La souveraineté économique inclut également la souveraineté alimentaire qui est le droit des populations, des communautés, et des pays à définir leurs propres politiques alimentaires, agricoles et territoriale, lesquelles doivent être écologiquement, socialement, économiquement et culturellement adaptées à chaque spécificité (Déclaration finale du Forum mondial sur la souveraineté alimentaire. Sélingué, février 2007).

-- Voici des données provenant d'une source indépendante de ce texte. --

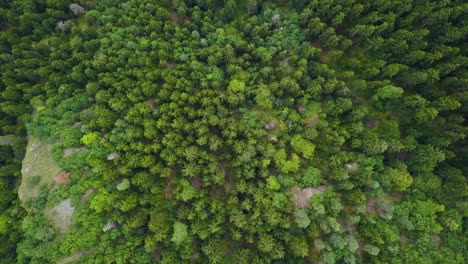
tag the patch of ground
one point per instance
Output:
(9, 140)
(86, 195)
(70, 151)
(73, 258)
(61, 215)
(38, 161)
(301, 197)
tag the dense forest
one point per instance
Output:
(211, 131)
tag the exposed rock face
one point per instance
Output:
(301, 197)
(38, 161)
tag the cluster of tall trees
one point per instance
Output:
(240, 131)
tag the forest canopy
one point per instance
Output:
(222, 131)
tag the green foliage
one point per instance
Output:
(123, 185)
(303, 146)
(180, 234)
(224, 116)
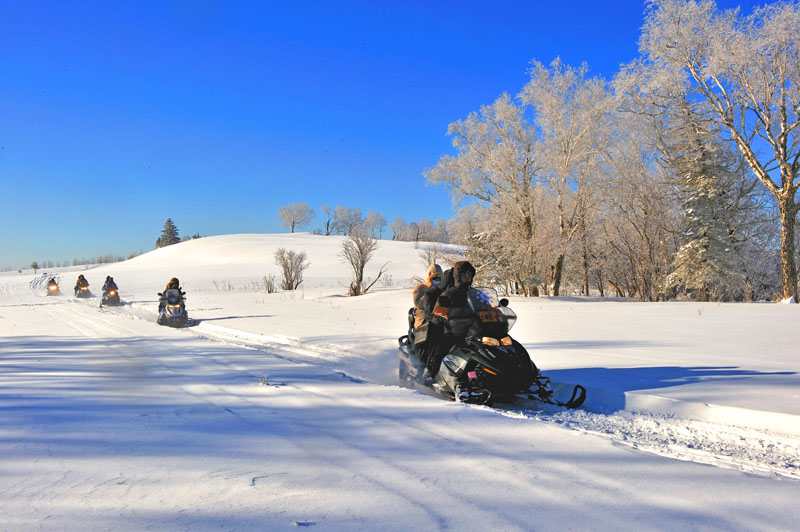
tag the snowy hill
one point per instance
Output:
(282, 410)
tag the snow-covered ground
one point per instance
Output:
(281, 410)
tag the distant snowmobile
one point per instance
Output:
(52, 287)
(485, 365)
(82, 291)
(110, 297)
(173, 312)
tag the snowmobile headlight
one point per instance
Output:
(454, 363)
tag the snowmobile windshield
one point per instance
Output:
(486, 305)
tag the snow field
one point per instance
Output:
(109, 421)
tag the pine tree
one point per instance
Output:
(706, 260)
(169, 235)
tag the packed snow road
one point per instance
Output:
(108, 421)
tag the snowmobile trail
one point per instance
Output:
(747, 450)
(112, 419)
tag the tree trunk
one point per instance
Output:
(557, 270)
(788, 264)
(585, 271)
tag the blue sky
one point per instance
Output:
(117, 115)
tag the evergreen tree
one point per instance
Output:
(169, 235)
(706, 261)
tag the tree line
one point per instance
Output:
(348, 221)
(677, 178)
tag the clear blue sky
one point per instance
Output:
(117, 115)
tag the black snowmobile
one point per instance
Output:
(52, 287)
(110, 297)
(173, 312)
(82, 291)
(485, 365)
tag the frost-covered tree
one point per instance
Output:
(375, 223)
(497, 166)
(292, 265)
(706, 176)
(295, 215)
(745, 73)
(573, 118)
(357, 250)
(347, 219)
(169, 235)
(330, 221)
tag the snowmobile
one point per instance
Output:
(52, 287)
(485, 365)
(82, 291)
(173, 313)
(110, 297)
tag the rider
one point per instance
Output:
(109, 284)
(425, 295)
(173, 283)
(80, 283)
(452, 301)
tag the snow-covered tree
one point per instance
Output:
(497, 166)
(357, 251)
(347, 219)
(706, 264)
(330, 221)
(573, 119)
(292, 265)
(169, 235)
(745, 73)
(375, 223)
(295, 215)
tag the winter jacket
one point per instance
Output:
(425, 295)
(455, 297)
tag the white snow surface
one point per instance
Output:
(282, 410)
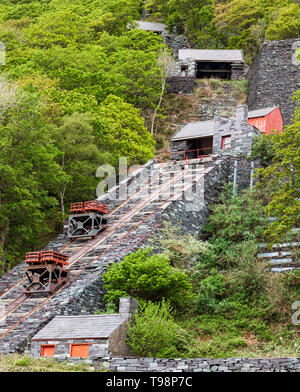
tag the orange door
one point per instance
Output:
(47, 351)
(80, 350)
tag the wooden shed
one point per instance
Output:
(266, 119)
(85, 336)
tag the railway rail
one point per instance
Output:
(115, 233)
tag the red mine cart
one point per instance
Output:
(87, 219)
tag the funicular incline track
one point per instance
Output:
(19, 308)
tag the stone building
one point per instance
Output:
(221, 137)
(87, 336)
(274, 77)
(195, 64)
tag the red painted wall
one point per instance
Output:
(271, 121)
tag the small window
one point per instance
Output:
(226, 142)
(80, 350)
(47, 350)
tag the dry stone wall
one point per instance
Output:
(204, 365)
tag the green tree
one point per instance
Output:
(147, 277)
(57, 28)
(79, 158)
(285, 23)
(153, 331)
(122, 132)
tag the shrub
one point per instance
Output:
(154, 333)
(147, 277)
(237, 218)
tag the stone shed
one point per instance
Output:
(219, 137)
(85, 336)
(275, 76)
(158, 28)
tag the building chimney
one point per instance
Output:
(242, 114)
(127, 307)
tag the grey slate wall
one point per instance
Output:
(274, 77)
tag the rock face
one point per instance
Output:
(275, 76)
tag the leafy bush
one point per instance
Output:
(147, 277)
(263, 147)
(154, 333)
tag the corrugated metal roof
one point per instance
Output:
(150, 26)
(261, 112)
(211, 55)
(194, 130)
(80, 327)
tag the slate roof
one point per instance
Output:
(150, 26)
(90, 326)
(211, 55)
(261, 112)
(194, 130)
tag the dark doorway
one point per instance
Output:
(213, 70)
(200, 147)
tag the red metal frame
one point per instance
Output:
(88, 206)
(32, 257)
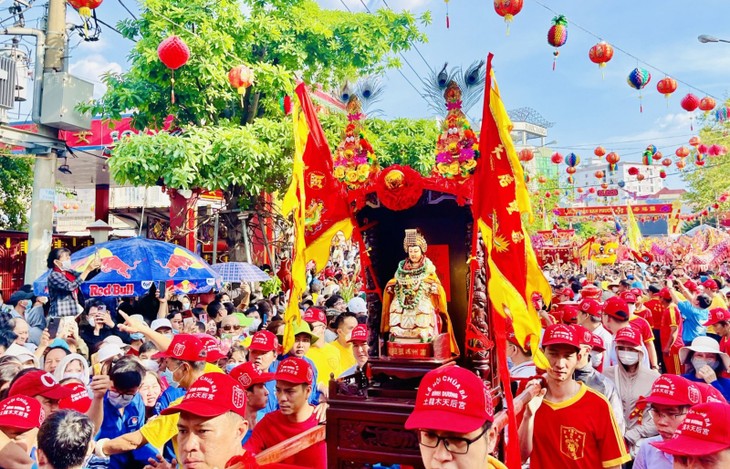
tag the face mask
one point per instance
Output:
(628, 358)
(254, 326)
(151, 365)
(78, 376)
(698, 363)
(119, 400)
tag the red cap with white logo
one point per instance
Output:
(451, 399)
(294, 370)
(21, 412)
(211, 395)
(704, 431)
(248, 374)
(38, 383)
(184, 347)
(263, 341)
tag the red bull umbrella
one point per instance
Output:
(129, 267)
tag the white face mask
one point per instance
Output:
(628, 358)
(698, 363)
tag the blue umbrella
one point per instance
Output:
(232, 272)
(129, 267)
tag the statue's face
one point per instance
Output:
(414, 254)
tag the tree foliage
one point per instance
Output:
(16, 187)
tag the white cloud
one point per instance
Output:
(91, 67)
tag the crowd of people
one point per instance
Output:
(638, 375)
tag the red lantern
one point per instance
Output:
(508, 9)
(666, 86)
(601, 54)
(240, 77)
(707, 104)
(526, 155)
(84, 7)
(690, 102)
(174, 53)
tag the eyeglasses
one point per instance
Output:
(668, 415)
(453, 444)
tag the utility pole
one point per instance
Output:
(40, 230)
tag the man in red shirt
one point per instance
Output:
(671, 333)
(568, 425)
(294, 416)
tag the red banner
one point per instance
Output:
(647, 209)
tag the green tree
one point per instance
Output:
(16, 187)
(238, 143)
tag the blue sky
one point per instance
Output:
(586, 109)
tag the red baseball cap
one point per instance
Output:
(39, 383)
(705, 430)
(79, 400)
(591, 291)
(567, 292)
(184, 347)
(592, 307)
(451, 399)
(294, 370)
(248, 374)
(264, 341)
(628, 296)
(673, 390)
(314, 315)
(212, 347)
(21, 412)
(716, 315)
(617, 308)
(360, 333)
(628, 334)
(710, 393)
(557, 334)
(211, 395)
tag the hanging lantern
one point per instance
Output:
(526, 155)
(682, 152)
(638, 79)
(558, 35)
(601, 54)
(508, 9)
(174, 53)
(707, 104)
(667, 86)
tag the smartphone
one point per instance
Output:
(53, 324)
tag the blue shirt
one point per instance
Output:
(693, 318)
(117, 423)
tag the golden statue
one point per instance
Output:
(414, 302)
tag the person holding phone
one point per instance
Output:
(64, 282)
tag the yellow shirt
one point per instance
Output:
(326, 360)
(347, 359)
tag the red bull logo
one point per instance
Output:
(113, 289)
(180, 260)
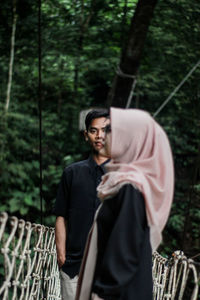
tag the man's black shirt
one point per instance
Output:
(77, 202)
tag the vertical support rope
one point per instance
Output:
(40, 106)
(42, 281)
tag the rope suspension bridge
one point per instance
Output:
(29, 270)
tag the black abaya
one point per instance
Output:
(124, 261)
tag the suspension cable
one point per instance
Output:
(176, 89)
(40, 106)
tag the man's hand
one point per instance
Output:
(60, 236)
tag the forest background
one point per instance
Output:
(82, 42)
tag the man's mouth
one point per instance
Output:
(99, 144)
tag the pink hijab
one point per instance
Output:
(141, 155)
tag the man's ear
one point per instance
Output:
(86, 135)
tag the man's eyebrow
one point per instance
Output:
(92, 128)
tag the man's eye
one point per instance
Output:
(92, 131)
(108, 128)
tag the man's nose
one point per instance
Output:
(100, 134)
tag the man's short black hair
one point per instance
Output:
(94, 114)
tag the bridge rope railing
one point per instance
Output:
(29, 270)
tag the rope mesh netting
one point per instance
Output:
(29, 271)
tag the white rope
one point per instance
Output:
(176, 89)
(120, 73)
(28, 256)
(171, 277)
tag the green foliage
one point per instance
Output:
(81, 47)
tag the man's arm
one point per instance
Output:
(60, 237)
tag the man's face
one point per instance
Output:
(96, 133)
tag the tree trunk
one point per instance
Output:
(12, 48)
(124, 80)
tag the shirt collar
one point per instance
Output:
(93, 164)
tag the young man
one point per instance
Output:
(77, 202)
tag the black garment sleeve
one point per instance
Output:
(120, 260)
(63, 194)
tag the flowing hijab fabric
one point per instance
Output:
(141, 155)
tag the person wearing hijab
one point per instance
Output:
(136, 194)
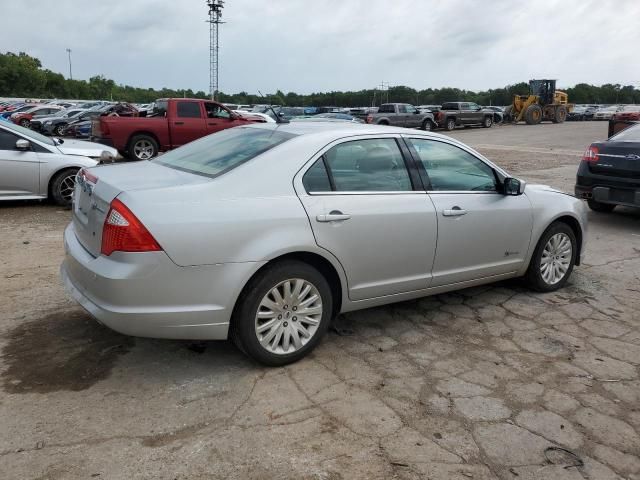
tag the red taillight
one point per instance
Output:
(123, 232)
(591, 154)
(88, 176)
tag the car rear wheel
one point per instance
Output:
(143, 147)
(600, 207)
(553, 259)
(283, 313)
(451, 124)
(62, 186)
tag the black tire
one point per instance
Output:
(600, 207)
(61, 186)
(533, 277)
(533, 115)
(142, 147)
(243, 324)
(560, 114)
(450, 124)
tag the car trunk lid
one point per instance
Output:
(620, 159)
(97, 187)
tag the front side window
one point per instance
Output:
(218, 153)
(188, 109)
(374, 165)
(451, 168)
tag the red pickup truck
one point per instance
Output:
(177, 121)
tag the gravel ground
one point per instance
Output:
(487, 383)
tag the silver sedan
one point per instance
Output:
(33, 166)
(265, 233)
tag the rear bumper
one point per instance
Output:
(147, 295)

Cette vision devrait nous amener à produire et disposer d’une production alimentaire qui puisse satisfaire la demande nationale, ne serait-ce que pour les produits de base réputés très sensibles. La forte production locale va entraîner une baisse des prix et par ricochet une augmentation du pouvoir d’achat des ménages. La transformation qui apporte de la valeur ajoutée sera développée par le biais de l’accessibilité physique et économique de la matière première, toutes choses étant égales par ailleurs. En outre, l’argent qui est dépensé chaque année pour l’importation de certains produits agricoles (riz, lait, huile, sucre, blé…) est un véritable manque à gagner qui pourrait être réinvesti dans l’économie nationale. Le Sénégal importe près de 1 300 000 tonnes de riz chaque année, soit un peu plus de 300 milliards et 860 000 tonnes de blé, soit près de 200 milliards. Notre pays débourse également 100 millions d’euros (65,5 milliards de FCFA) pour importer du lait. Fort heureusement, avec le redressement économique adopté par le gouvernement et la somme de 5667 milliards qui y est attendue, plusieurs autres secteurs de l’économie pourraient être financés et développés. Toutefois, les choix économiques qui seront faits par le gouvernement devraient être minutieusement réfléchis pour aboutir à un impact positif du plan de redressement sur l’économie
Sur le plan agricole, malgré les performances productives notées sur certaines spéculations (oignon, pomme de terre, banane, riz, maïs…), il faudra davantage :
· Encourager la production agricole locale, ce qui permettra au gouvernement de réduire la dépendance aux importations alimentaires. Cela peut inclure des subventions, des formations pour les agriculteurs, et des investissements dans les infrastructures rurales ;
· Diversifier les types de cultures et en favorisant la production de produits alimentaires de base, notre pays peut mieux répondre à ses besoins alimentaires essentiels ;
· Mettre en place des réserves alimentaires stratégiques et des mécanismes de régulation des prix pour éviter les fluctuations extrêmes et assurer un approvisionnement stable ;
· Investir dans la recherche agricole et l’innovation pour développer des technologies surtout digitales et des pratiques durables qui augmentent la productivité et la résilience des systèmes alimentaires.
Toutefois, je demeure optimiste que ce gouvernement, réaménagé pour plus de diligence et d’efficience dans les dossiers, va relever le défi avec le soutien du peuple Sénégalais.